With abortion access being more restricted now than ever before, it is all the more important that we continue expanding access to care. This was a science-based decision that will empower folks to get the care they need in the way that best works for them. We look forward to continuing our work with the Biden administration to restore the right to abortion and expand abortion access for all.
President of Planned Parenthood Alexis McGill Johnson called the move a “positive step forward and a win for health equity.”
But pro-life advocates and doctors contended the move will allow for more life-threatening pregnancy complications to go undetected.

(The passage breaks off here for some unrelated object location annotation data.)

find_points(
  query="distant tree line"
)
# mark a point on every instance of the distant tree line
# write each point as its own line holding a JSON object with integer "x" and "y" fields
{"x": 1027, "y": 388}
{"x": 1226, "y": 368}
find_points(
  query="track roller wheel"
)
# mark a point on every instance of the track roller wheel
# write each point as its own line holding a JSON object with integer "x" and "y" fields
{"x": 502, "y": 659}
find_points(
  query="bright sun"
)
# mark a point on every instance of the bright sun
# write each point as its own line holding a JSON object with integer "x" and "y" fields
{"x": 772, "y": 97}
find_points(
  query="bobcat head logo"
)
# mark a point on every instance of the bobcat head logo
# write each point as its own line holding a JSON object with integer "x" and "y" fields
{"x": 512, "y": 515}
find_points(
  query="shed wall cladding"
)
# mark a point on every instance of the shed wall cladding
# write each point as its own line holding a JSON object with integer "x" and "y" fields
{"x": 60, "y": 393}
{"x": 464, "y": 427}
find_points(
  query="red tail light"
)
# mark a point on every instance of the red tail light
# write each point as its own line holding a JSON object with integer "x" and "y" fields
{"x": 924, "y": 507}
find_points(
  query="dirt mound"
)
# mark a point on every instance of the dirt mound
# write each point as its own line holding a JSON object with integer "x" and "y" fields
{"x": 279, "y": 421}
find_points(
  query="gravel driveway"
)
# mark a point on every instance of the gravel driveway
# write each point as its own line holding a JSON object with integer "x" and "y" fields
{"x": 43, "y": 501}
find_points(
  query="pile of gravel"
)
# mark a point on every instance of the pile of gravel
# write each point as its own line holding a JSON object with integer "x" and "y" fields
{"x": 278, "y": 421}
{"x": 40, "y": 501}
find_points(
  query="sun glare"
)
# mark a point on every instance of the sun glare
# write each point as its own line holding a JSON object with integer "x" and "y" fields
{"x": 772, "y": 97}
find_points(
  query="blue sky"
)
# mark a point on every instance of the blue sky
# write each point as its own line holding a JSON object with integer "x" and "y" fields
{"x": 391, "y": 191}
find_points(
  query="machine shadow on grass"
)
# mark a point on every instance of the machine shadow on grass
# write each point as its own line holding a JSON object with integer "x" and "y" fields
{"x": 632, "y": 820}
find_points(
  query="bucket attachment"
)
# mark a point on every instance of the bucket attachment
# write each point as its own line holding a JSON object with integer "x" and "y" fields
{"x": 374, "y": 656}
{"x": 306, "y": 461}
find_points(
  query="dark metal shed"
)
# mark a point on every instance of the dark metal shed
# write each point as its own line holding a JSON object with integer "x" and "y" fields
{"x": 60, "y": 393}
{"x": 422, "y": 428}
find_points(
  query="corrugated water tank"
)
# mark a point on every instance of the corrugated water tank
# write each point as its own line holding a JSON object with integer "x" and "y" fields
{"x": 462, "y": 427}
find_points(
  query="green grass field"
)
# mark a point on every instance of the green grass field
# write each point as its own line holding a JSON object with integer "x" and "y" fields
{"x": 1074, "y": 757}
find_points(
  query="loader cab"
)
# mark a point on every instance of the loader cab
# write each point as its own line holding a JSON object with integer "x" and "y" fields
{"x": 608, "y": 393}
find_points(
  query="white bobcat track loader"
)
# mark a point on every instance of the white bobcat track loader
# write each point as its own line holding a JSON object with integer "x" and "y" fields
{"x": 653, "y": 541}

Christina Francis of the American Association of Pro-Life OB-GYNs recently told Aleteia that women who do not see a doctor in person risk taking abortion drugs with an undiagnosed ectopic pregnancy:
I can tell you from personal experience caring for women who have ruptured ectopic pregnancies that within just a few hours they can go from feeling fine to being in hemorrhagic shock and facing death, so if you get this delay in care because she’s sitting at home thinking ‘Oh, they told me I was going to have some pain; they told me I was going to have some bleeding, and it’s all very normal,’ she doesn’t seek care.
A November 2021 study published by the Charlotte Lozier Institute, the research arm of the Susan B. Anthony List, found drug-induced abortion is “consistently and progressively associated with more post-abortion emergency room visit morbidity than surgical abortion.”
“There is also a distinct trend of a growing number of women miscoded as receiving treatment for spontaneous abortion in the ER following a chemical abortion,” the researchers concluded.
The study determined chemical abortion visit rates increased by 507 percent between 2002 and 2015, the same period of time during which the surgical abortion visit rate rose 315 percent.
Carol Tobias, president of National Right to Life, released a statement saying “the abortion industry wants to put at risk perfectly healthy mothers who are pregnant with perfectly healthy babies.”
“Terrified and in pain, a woman may seek help at the emergency room but help there may be hindered. Some abortion supporters have recommended that women conceal from emergency room personnel their use of mifepristone and misoprostol, placing a woman further in danger,” she continued.
Scott Fischbach, National Right to Life’s new executive director, said:
I’m not sure retail pharmacies will consider this a sound business risk to be selling dangerous abortion pills that can put women in the hospital. I don’t believe their customers will be happy to find out that their local drugstore where they get their life-saving medicines is now stocking and distributing pills for the purpose of killing unborn children in their community.
SBA Pro-Life America accused the Biden administration of valuing “abortion industry profits over women’s safety and unborn children’s lives.”
“Abortion activists want to turn every post office and pharmacy into an abortion business, and the Biden FDA is a willing participant – even while studies show emergency rooms are being flooded with women suffering from serious, life-threatening complications caused by abortion drugs,” said SBA Pro-Life America President Marjorie Dannenfelser. “Chemical abortion pills can cause dangerous complications including hemorrhage and infection, and complications are more likely when pills are dispensed without medical screening or follow-up care.”